Fast unnötig zu sagen, daß Gräbner selbst am Flügel sitzt, während er seine sehr eigene Tonsprache intoniert. Die basiert zwar auf einem an die Spätromantik bis Expressionismus erinnernden Duktus, aber er begegnet einer möglichen Rückwärtsgewandtheit durch reizvolle Brechungen, die mit dem Atonalen zwar spielen, aber stets eingängig bleiben. Dodekaphonische Anklänge verleihen den Melodien mitunter eine feinherbe Note, aber die musikalischen Linien bleiben stets am Text und umschmiegen die Verse. Gräbner ist eben mit Leib und Seele Opern- und Liedkenner und weiß, wie man eine motivische Dichte von Wort und Klang erzeugt.
Gesche Geier singt die gesanglich teils sehr anspruchsvollen Melodien bzw. freien Tonfolgen mit zuweilen halsbrecherischen Intervallen souverän und meidet jegliches romantisierendes Pathos. Ihr Sopran ist hell und gerade in den Höhen von kristallener Klarheit; auf eine deutliche Textwiedergabe legt sie besonderen Wert.

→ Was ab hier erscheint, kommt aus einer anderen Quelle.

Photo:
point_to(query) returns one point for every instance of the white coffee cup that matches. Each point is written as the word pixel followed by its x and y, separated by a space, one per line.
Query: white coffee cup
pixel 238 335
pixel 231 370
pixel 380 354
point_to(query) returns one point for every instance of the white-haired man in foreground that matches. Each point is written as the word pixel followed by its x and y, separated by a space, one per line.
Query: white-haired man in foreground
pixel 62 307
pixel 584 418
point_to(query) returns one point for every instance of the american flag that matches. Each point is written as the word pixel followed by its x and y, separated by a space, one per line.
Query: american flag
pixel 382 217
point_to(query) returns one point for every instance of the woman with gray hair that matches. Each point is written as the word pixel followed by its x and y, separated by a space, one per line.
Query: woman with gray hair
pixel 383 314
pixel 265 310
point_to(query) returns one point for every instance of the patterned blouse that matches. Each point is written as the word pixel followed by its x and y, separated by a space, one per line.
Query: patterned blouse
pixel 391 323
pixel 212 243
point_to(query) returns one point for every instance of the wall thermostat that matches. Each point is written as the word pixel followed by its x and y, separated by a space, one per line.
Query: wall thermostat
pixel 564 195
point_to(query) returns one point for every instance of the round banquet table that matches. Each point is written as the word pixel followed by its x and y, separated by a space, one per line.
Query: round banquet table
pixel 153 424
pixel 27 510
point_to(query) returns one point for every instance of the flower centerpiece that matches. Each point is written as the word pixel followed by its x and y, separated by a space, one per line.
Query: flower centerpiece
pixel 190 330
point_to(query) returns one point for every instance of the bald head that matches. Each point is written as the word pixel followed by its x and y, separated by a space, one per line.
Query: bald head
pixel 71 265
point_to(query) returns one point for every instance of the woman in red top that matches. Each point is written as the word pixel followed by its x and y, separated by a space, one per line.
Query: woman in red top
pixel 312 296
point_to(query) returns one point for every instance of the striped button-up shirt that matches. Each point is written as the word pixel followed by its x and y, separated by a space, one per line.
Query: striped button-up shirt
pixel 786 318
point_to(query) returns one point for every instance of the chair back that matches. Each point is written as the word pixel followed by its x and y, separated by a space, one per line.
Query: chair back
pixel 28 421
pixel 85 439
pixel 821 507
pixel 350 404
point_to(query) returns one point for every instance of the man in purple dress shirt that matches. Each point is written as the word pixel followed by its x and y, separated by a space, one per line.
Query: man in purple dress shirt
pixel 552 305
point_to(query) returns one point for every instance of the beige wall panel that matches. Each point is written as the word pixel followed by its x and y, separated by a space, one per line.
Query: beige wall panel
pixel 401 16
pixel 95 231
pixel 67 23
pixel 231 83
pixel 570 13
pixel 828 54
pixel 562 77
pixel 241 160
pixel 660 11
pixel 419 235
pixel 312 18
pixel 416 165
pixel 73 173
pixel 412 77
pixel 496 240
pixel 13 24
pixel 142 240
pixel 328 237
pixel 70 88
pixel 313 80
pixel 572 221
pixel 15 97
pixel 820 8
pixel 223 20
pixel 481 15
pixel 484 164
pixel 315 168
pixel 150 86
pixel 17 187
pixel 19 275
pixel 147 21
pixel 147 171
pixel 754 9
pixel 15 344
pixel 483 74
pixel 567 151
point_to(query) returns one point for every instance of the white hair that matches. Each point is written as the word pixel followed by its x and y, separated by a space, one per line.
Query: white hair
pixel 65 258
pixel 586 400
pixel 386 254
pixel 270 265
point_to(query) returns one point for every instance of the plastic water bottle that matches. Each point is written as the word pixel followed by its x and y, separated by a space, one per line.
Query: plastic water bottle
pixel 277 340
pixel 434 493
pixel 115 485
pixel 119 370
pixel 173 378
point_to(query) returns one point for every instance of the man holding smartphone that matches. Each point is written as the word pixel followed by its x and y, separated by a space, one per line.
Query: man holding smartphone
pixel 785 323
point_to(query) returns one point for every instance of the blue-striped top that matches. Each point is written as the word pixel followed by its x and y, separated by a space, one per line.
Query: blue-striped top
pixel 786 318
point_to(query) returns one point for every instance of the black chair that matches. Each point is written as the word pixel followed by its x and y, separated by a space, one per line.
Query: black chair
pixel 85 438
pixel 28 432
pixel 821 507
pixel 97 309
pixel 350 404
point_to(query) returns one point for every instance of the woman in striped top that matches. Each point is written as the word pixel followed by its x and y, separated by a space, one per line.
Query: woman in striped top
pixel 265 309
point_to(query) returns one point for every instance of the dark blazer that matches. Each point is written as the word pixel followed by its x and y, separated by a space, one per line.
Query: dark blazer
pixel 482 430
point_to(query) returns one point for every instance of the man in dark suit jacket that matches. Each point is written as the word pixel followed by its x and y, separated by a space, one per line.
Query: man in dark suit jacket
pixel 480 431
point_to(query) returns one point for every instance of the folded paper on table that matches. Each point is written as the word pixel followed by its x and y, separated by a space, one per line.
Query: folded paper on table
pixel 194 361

So hat man diese Gedichte tatsächlich noch nicht wahrgenommen und diese sehr eigene Interpretation und die musikalische Wege-Führung vom Romantischen ins Existentiell-Philosophische ist ausgesprochen anziehend, individuell und neuartig.
Ein CD-Fundstück, das denjenigen, die den Musikwissenschaftler aus seinen Bayreuther Einführungen kennen, einmal den Komponisten Hans Martin Gräbner nahebringt.